Setting up a non-root user account

TL;DR

user=<your chosen username>
adduser $user
usermod -aG sudo $user
Expected output

What

user=<your chosen username> creates a Bash variable to hold your username string and make it easier to run the next commands

adduser $user creates a new user using the username you chosen. $user refers to the bash variable (in bash, a string starting  with $ is perceived as a variable and gets substituted with the value of the variable before the whole command runs.

usermod -aG sudo $user adds your new user to the sudo-ers group. That means that your new user can run root-priviledged commands by using sudo.

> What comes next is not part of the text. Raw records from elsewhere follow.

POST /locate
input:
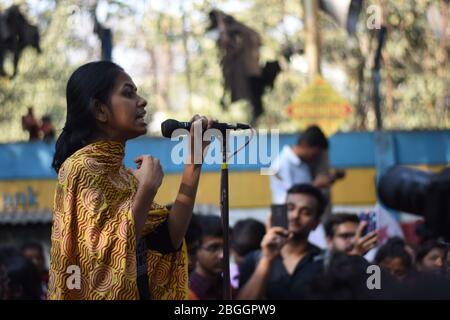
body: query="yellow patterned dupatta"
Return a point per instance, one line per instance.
(93, 230)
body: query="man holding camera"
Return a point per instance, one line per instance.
(287, 262)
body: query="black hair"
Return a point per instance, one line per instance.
(344, 278)
(426, 247)
(313, 136)
(247, 236)
(309, 189)
(89, 85)
(211, 225)
(394, 248)
(336, 219)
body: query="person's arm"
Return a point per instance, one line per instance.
(181, 212)
(149, 175)
(255, 287)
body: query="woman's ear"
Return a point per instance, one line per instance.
(101, 112)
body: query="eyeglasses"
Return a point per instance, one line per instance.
(213, 248)
(346, 235)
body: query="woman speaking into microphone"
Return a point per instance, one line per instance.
(110, 240)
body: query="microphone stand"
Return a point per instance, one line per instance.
(224, 211)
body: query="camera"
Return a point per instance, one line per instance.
(421, 193)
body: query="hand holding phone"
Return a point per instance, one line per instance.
(279, 216)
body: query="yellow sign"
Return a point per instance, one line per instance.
(321, 105)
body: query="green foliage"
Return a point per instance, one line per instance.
(169, 36)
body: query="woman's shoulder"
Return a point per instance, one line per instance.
(77, 163)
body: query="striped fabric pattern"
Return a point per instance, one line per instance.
(93, 230)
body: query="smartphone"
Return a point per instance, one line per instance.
(371, 218)
(279, 215)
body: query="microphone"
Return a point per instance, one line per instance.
(170, 125)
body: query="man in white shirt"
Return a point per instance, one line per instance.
(293, 166)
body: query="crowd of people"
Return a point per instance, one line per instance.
(126, 246)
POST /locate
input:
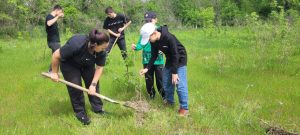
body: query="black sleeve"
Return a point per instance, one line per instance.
(125, 18)
(68, 50)
(154, 54)
(101, 58)
(105, 24)
(174, 53)
(49, 17)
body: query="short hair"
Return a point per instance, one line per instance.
(57, 7)
(109, 10)
(98, 37)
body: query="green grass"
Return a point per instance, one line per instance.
(236, 77)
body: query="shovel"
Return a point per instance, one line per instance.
(86, 90)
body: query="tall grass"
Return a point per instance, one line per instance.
(237, 77)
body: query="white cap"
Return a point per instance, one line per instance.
(146, 32)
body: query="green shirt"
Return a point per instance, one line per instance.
(147, 53)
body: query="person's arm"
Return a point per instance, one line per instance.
(96, 78)
(112, 33)
(124, 27)
(52, 21)
(138, 46)
(154, 54)
(127, 22)
(55, 65)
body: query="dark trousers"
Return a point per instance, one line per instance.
(149, 77)
(74, 74)
(121, 43)
(53, 46)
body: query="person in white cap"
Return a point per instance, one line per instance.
(175, 70)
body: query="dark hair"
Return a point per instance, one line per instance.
(109, 10)
(57, 7)
(97, 37)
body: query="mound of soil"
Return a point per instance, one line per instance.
(141, 108)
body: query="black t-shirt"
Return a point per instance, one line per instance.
(52, 31)
(176, 55)
(75, 52)
(115, 23)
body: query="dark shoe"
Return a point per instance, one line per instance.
(101, 112)
(152, 96)
(83, 119)
(167, 103)
(183, 112)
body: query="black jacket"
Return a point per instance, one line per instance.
(175, 52)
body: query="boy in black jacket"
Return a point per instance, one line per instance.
(175, 72)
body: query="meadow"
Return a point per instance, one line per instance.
(241, 80)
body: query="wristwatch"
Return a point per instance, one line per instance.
(94, 84)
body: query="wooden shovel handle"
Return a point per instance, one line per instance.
(82, 89)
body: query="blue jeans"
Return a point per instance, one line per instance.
(182, 88)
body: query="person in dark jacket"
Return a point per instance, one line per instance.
(115, 24)
(51, 26)
(158, 64)
(77, 59)
(175, 71)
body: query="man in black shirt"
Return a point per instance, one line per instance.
(115, 24)
(77, 59)
(53, 39)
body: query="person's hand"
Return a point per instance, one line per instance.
(54, 77)
(118, 35)
(143, 71)
(133, 46)
(120, 30)
(92, 90)
(175, 79)
(61, 15)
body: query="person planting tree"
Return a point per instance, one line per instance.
(157, 67)
(77, 59)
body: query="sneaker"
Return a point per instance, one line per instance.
(83, 119)
(167, 103)
(182, 112)
(101, 112)
(152, 96)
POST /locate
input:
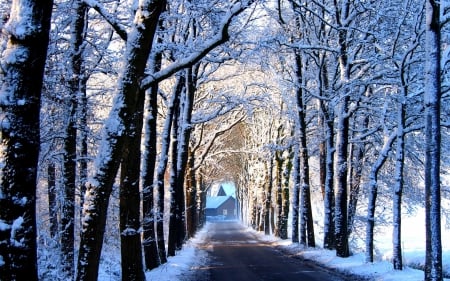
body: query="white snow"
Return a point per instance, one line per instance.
(194, 256)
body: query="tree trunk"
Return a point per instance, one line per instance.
(150, 152)
(341, 234)
(182, 153)
(373, 192)
(306, 220)
(191, 197)
(268, 202)
(433, 265)
(23, 69)
(357, 159)
(329, 202)
(99, 190)
(397, 260)
(162, 166)
(296, 198)
(130, 235)
(70, 141)
(279, 193)
(52, 203)
(175, 204)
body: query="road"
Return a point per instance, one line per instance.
(236, 254)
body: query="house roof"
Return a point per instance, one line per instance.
(225, 187)
(216, 201)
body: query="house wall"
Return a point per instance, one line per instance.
(228, 209)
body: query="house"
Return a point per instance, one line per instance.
(221, 206)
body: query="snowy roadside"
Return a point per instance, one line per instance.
(193, 256)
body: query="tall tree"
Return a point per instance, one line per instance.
(75, 87)
(23, 63)
(432, 99)
(99, 190)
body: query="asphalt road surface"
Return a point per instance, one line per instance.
(236, 254)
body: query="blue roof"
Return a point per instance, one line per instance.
(215, 202)
(228, 187)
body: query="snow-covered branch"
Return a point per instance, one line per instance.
(213, 139)
(108, 17)
(221, 37)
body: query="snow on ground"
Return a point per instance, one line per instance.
(192, 256)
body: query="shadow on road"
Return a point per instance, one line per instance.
(236, 254)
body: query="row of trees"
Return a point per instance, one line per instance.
(90, 142)
(157, 99)
(359, 85)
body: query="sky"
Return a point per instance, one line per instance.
(192, 256)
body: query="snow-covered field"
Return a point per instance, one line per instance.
(192, 256)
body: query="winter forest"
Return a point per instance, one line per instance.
(117, 116)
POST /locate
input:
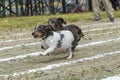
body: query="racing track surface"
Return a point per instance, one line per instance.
(94, 59)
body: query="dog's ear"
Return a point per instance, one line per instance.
(61, 20)
(49, 28)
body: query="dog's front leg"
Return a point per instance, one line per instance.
(70, 53)
(50, 49)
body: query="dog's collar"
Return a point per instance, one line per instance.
(47, 34)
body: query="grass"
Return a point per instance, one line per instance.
(31, 21)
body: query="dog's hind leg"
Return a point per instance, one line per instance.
(50, 49)
(70, 53)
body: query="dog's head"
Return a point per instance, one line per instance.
(56, 23)
(40, 31)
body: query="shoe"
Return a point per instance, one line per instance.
(112, 19)
(97, 19)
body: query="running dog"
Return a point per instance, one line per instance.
(57, 24)
(54, 40)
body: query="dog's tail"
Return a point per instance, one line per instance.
(83, 36)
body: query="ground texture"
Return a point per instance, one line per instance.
(94, 59)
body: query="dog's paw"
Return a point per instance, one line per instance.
(42, 54)
(69, 57)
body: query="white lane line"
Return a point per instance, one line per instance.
(11, 47)
(17, 34)
(117, 77)
(57, 65)
(21, 39)
(38, 53)
(99, 29)
(106, 23)
(98, 42)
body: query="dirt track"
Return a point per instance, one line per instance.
(105, 38)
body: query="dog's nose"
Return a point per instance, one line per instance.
(33, 33)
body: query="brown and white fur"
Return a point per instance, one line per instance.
(57, 24)
(54, 41)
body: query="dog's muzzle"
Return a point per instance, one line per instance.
(33, 34)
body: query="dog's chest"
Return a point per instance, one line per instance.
(47, 42)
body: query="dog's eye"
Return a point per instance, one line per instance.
(34, 28)
(52, 21)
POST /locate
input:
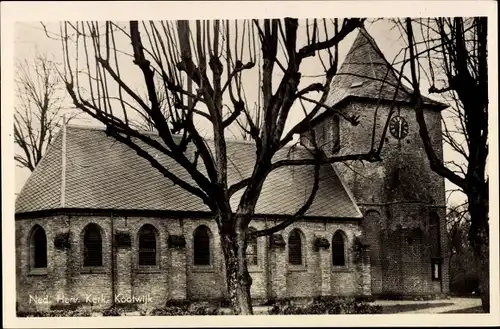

sudo -l -U $user shows what commands the $user can execute using sudo. If you ran usermod before, it should show something similar to the above. If not, it will state that the user does not have sudo priviledges.

Why

Working on your server (or any server for that mater) using the root account is very very dangerous. For starts, it's easy to wipe the whole system just by issuing a mistyped rm command (personally I've done it once. I learned ever since!).

By using a normal user account, you KNOW when you are doing something potentially dangerous (which means it will require elevated priviledges) because the command won't run, unless you use sudo. Obviously, running everything using sudo without truly needing it completely defeats the purpose of having a different user than root. You should always do things without sudo, and only when elevated permissions are needed (aka you get an error without it) you'll consider using sudo. And before that, you need to make sure you know what your next command will do!